DR: He sure nailed it, didn't he.
(Applause)
So he didn't just learn water.
Over the course of the 24 months,
the first two years that we really focused on,
this is a map of every word he learned in chronological order.
And because we have full transcripts,
we've identified each of the 503 words
that he learned to produce by his second birthday.
He was an early talker.
And so we started to analyze why.
Why were certain words born before others?
This is one of the first results
that came out of our study a little over a year ago
that really surprised us.
The way to interpret this apparently simple graph
is, on the vertical is an indication
of how complex caregiver utterances are
based on the length of utterances.
And the [horizontal] axis is time.
And all of the data,
we aligned based on the following idea:
Every time my son would learn a word,
we would trace back and look at all of the language he heard
that contained that word.
And we would plot the relative length of the utterances.
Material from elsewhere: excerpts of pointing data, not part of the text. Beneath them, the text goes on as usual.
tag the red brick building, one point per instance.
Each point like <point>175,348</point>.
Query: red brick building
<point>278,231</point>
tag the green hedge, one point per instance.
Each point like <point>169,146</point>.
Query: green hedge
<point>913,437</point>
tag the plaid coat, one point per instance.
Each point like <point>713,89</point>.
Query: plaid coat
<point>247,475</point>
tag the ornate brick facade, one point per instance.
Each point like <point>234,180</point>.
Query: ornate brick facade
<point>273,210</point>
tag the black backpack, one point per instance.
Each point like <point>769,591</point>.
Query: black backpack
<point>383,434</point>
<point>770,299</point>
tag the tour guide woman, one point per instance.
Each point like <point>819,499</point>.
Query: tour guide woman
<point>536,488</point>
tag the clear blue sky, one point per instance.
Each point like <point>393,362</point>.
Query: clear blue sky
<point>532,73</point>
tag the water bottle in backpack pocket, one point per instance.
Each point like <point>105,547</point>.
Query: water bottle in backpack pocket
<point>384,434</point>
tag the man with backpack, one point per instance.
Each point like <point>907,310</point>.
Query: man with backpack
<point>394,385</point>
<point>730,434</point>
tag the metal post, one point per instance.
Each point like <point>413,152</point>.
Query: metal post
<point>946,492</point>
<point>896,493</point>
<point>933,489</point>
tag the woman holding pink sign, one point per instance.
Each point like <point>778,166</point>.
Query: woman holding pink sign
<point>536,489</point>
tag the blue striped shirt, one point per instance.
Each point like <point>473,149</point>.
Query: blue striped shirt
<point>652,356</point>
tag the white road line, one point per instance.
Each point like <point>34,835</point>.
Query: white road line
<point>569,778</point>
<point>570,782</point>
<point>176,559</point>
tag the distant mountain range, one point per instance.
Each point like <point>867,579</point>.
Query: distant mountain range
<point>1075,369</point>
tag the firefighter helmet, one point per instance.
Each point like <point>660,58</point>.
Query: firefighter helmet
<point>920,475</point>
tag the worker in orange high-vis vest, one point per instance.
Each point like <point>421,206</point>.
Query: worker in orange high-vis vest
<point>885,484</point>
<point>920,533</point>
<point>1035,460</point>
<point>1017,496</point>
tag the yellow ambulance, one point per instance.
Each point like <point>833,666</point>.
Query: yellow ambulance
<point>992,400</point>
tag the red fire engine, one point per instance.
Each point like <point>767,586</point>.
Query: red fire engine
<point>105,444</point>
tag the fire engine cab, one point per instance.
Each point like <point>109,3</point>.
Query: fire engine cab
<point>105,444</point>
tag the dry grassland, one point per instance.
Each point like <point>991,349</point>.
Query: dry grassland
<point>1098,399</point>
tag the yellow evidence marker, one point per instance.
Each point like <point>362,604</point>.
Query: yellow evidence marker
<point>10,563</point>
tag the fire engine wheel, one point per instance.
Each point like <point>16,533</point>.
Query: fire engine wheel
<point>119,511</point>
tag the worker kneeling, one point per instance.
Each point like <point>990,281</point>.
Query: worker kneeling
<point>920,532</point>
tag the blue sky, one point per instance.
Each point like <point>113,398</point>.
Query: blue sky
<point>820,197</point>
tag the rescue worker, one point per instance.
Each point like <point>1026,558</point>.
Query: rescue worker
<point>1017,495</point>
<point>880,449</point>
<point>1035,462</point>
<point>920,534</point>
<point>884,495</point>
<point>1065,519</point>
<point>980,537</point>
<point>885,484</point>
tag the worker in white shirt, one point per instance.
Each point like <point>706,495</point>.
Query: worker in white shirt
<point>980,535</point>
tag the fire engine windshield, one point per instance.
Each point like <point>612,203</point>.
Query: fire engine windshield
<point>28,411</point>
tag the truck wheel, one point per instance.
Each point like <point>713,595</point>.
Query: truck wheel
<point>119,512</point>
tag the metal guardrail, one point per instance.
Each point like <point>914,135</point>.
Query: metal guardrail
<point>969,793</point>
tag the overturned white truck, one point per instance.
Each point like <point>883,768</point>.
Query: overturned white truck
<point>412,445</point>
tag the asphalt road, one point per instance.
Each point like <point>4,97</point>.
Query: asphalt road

And what we found was this curious phenomena,
that caregiver speech would systematically dip to a minimum,
making language as simple as possible,
and then slowly ascend back up in complexity.
And the amazing thing was
that bounce, that dip,
lined up almost precisely
with when each word was born --
word after word, systematically.
So it appears that all three primary caregivers --
myself, my wife and our nanny --
were systematically and, I would think, subconsciously
restructuring our language
to meet him at the birth of a word
and bring him gently into more complex language.
And the implications of this -- there are many,
but one I just want to point out,
is that there must be amazing feedback loops.
Of course, my son is learning
from his linguistic environment,
but the environment is learning from him.
That environment, people, are in these tight feedback loops
and creating a kind of scaffolding
that has not been noticed until now.
But that's looking at the speech context.
What about the visual context?
We're not looking at --
think of this as a dollhouse cutaway of our house.
We've taken those circular fish-eye lens cameras,
and we've done some optical correction,
and then we can bring it into three-dimensional life.
So welcome to my home.
This is a moment,
one moment captured across multiple cameras.
The reason we did this is to create the ultimate memory machine,
where you can go back and interactively fly around
and then breathe video-life into this system.